Introduction. Extremism—distinct from activism—poses a serious threat to the healthy functioning of a society. In the contemporary world, the ability of extremists to spread their narratives using digital information environments has increased tremendously. Despite a substantial body of research on extremism, our understanding of the role of information and its properties in shaping extremist content is sketchy. Method. To fill this gap, the current research has used ‘content analysis’ and ‘affective lexicon’ to identify and categorise terms from the publicly available online content of four extremists – two groups and two individuals. The property of information skewness provided the deciphering lens through which the categorised content was assessed. Analysis. Contextual categories of information relevant to all the extremists were developed to analyse the content meaningfully.
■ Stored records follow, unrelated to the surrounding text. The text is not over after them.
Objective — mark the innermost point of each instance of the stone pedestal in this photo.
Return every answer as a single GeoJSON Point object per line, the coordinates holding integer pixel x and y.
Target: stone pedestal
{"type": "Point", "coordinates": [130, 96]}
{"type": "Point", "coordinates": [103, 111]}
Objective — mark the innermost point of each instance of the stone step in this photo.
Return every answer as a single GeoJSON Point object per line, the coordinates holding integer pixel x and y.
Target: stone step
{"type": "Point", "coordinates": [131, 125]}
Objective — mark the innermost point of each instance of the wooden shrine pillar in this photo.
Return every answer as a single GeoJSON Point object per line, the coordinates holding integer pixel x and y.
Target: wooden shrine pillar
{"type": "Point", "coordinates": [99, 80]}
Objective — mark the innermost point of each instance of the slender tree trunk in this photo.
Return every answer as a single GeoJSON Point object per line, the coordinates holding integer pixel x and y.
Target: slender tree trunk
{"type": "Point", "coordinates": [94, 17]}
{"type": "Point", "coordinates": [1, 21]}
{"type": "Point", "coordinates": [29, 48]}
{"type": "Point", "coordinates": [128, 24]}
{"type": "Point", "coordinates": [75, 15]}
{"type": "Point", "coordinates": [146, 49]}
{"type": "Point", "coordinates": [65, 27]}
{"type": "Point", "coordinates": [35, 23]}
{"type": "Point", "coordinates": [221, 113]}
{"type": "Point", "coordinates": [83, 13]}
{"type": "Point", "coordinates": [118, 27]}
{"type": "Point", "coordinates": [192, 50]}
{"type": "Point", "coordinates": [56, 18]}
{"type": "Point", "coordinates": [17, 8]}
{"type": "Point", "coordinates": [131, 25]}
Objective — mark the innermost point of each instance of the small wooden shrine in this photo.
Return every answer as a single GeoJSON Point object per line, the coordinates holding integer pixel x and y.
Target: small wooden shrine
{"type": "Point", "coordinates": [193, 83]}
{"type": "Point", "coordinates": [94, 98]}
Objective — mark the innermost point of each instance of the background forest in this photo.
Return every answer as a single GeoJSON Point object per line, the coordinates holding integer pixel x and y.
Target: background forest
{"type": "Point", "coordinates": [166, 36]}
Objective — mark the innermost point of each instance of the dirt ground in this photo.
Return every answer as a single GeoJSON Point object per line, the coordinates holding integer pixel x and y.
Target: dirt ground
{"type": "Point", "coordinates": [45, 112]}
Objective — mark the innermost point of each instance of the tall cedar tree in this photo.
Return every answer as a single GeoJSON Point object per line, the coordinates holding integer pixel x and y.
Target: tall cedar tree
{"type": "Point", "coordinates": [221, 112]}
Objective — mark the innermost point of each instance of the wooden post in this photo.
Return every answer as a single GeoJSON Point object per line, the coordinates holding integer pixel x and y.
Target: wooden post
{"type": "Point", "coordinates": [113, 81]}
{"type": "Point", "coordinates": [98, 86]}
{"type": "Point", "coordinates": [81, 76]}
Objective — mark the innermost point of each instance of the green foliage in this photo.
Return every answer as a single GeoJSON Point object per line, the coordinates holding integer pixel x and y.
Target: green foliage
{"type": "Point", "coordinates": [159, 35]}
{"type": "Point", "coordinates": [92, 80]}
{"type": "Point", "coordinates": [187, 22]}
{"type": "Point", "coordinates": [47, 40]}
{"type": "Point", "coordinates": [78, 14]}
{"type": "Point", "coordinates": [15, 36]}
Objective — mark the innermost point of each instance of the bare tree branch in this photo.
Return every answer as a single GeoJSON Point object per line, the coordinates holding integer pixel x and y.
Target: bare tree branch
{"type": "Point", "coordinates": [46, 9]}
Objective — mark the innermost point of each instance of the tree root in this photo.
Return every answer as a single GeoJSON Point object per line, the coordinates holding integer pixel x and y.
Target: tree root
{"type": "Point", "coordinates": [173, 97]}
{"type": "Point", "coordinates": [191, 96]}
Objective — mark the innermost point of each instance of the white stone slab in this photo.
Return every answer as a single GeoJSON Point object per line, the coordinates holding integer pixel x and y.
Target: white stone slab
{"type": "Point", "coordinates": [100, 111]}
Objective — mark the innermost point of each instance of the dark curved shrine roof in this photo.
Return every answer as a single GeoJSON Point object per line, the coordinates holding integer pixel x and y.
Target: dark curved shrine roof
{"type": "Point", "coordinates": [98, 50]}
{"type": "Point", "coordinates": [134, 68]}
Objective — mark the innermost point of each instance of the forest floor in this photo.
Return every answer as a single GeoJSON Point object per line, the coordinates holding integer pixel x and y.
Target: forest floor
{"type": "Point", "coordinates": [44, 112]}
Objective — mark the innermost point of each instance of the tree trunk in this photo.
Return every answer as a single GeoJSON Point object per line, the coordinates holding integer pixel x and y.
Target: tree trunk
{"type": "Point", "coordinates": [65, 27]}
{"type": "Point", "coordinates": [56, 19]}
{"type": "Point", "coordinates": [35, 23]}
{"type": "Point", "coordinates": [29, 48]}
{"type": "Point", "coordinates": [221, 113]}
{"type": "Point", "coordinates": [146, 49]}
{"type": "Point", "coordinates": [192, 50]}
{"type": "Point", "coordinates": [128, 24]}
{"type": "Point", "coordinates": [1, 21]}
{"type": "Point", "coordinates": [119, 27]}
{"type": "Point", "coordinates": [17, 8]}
Six categories of religion, ideology, politics-history, cognition, affection, and conation provided the framework used to analyse and deductively categorise the data using content analysis. The affective lexicon developed by Ortony et al. (1987) was used to identify words belonging to the categories of cognition, affection (emotions and feelings), and conation (behaviour/actions). Results. The findings reveal that the property of information skewness plays a significant role in shaping extremist content and two aspects of this property (a) intensity and (b) positivity or negativity can be used to (1) classify extremists into meaningful categories and (2) identify generalisable information strategies of extremists. Conclusions. It is hoped that the findings of this research will inform future enquiries into the role of information and its properties in shaping extremist content and help security agencies to effectively engage in information warfare with extremists.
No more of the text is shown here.